Menjelang pemutaran perdana drama tersebut, berikut adalah lima lima alasan utama untuk menyaksikan Pachinko yang dirangkum melalui kacamata para pemeran dan kru, sebagaimana dilansir melalui Tatler Asia.
Penceritaan narasinya yang sangat pribadi
Pachinko adalah kisah yang terasa sangat pribadi bagi para pemeran dan kru drama.
Sang kreator Soo Hugh lahir di Korea tetapi pindah ke Amerika Serikat (AS) bersama orang tuanya ketika dia baru berusia satu tahun. Perasaan “berada di dua dunia” menghubungkannya dengan novel dan mendorongnya untuk menyesuaikannya dengan layar. Itu juga alasan mengapa dia merasakan tanggung jawab yang dalam untuk menceritakan kisah ini. “Nenek saya tahu dunia ini. Dia menjalani ini, ” kata Hugh. “Karena itu, kamu merasakan tanggung jawab yang luar biasa ini untuk tidak mengkhianati ingatan mereka.”
Demikian pula bagi salah satu eksekutif produser Teresa Kang-Lowe, ayahnya memiliki jaringan toko video dan dia tumbuh besar dengan menonton banyak drama Korea. “Orang tua saya berimigrasi dari Korea Selatan, dan saya dibesarkan di AS. Kami berbicara bahasa Korea di rumah,” jelas Kang-Lowe.
Dia menambahkan bahwa terlibat dalam serial tersebut membuka matanya pada sejarah keluarganya dan menghubungkannya dengan orang tuanya. “Saya tahu tentang keluarga dekat kami tetapi saya tidak tahu bahwa kami memiliki keluarga yang tinggal di Jepang lebih lama dari yang saya ketahui,” ungkap Kang-Lowe.
“Orang tua yang berasal dari Korea dan orang tua di mana-mana, ketika mereka mengalami trauma dan penderitaan, terkadang mereka tidak ingin berbagi beban itu dengan generasi berikutnya. Tapi secara pribadi, saya benar-benar ingin memahami keluarga saya lebih baik. Jadi orang tua saya memang terbuka.”
Bagi sutradara Kogonada, ceritanya juga terasa pribadi karena ayahnya adalah orang Korea tetapi dibesarkan di Jepang, dan “masih berusaha memahami kehidupan dan identitasnya sendiri.” Dia berkata, “Ini adalah kisah sebuah keluarga yang harus pergi ke negara lain dan membangun diri mereka sendiri.
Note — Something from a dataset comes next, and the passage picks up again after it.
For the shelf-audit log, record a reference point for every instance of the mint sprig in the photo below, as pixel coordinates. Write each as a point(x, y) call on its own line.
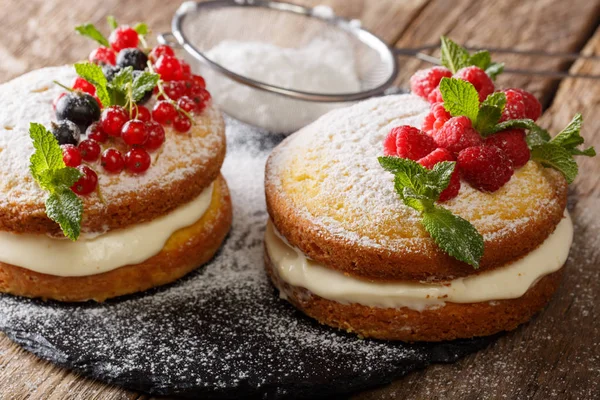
point(52, 175)
point(455, 57)
point(419, 188)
Ada banyak dari kita di seluruh dunia yang memiliki orang tua atau kakek-nenek yang membicarakan kisah-kisah ini dari negeri yang jauh yang kita tahu bahwa kita adalah bagian darinya, tetapi bukan bagian darinya.”
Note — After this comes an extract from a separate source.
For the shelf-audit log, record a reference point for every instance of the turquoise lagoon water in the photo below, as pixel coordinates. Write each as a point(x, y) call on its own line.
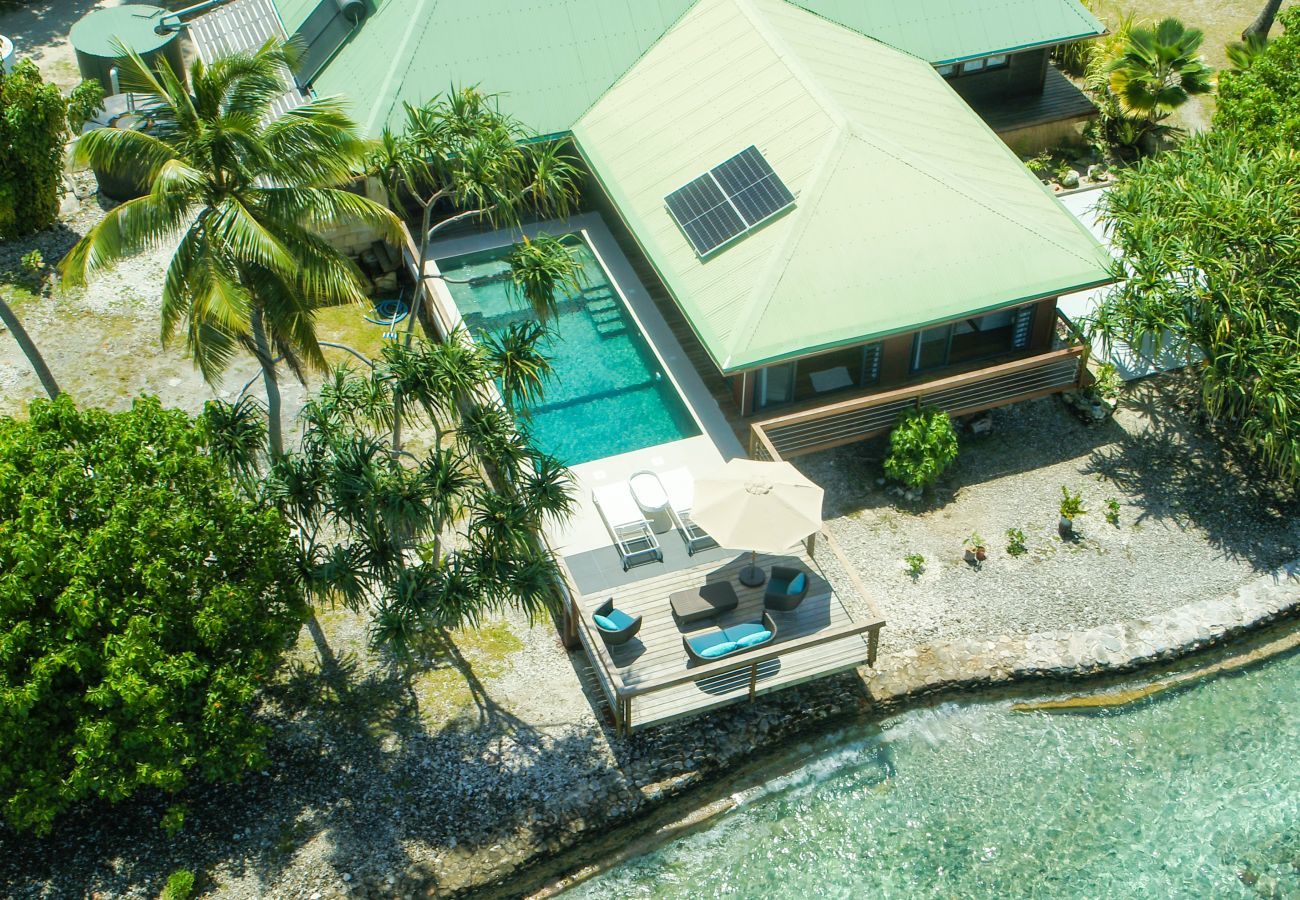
point(609, 393)
point(1192, 795)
Para pemain juga merasa sangat dekat dengan cerita. Soji Arai yang berperan sebagai putra Sunja adalah keturunan dari orang tua Korea Jepang (zainichi) generasi kedua sedangkan Kaho Minami yang berperan sebagai Etsuko lahir di Jepang dan merupakan keturunan Korea generasi ketiga. Jin Ha yang memerankan Solomon membayangkan dirinya sebagai karakternya jika dia menempuh jalan yang sama dan tidak terjun ke dunia akting.
“Ada banyak kesamaan yang dia dan saya bagikan dalam hal sejarah keluarga kami sendiri, pengalaman imigrasi kami sendiri, kehidupan dan pertumbuhan kami sendiri di New England, di Amerika sebagai orang Asia-Amerika atau sebagai orang Asia,” ujar Ha.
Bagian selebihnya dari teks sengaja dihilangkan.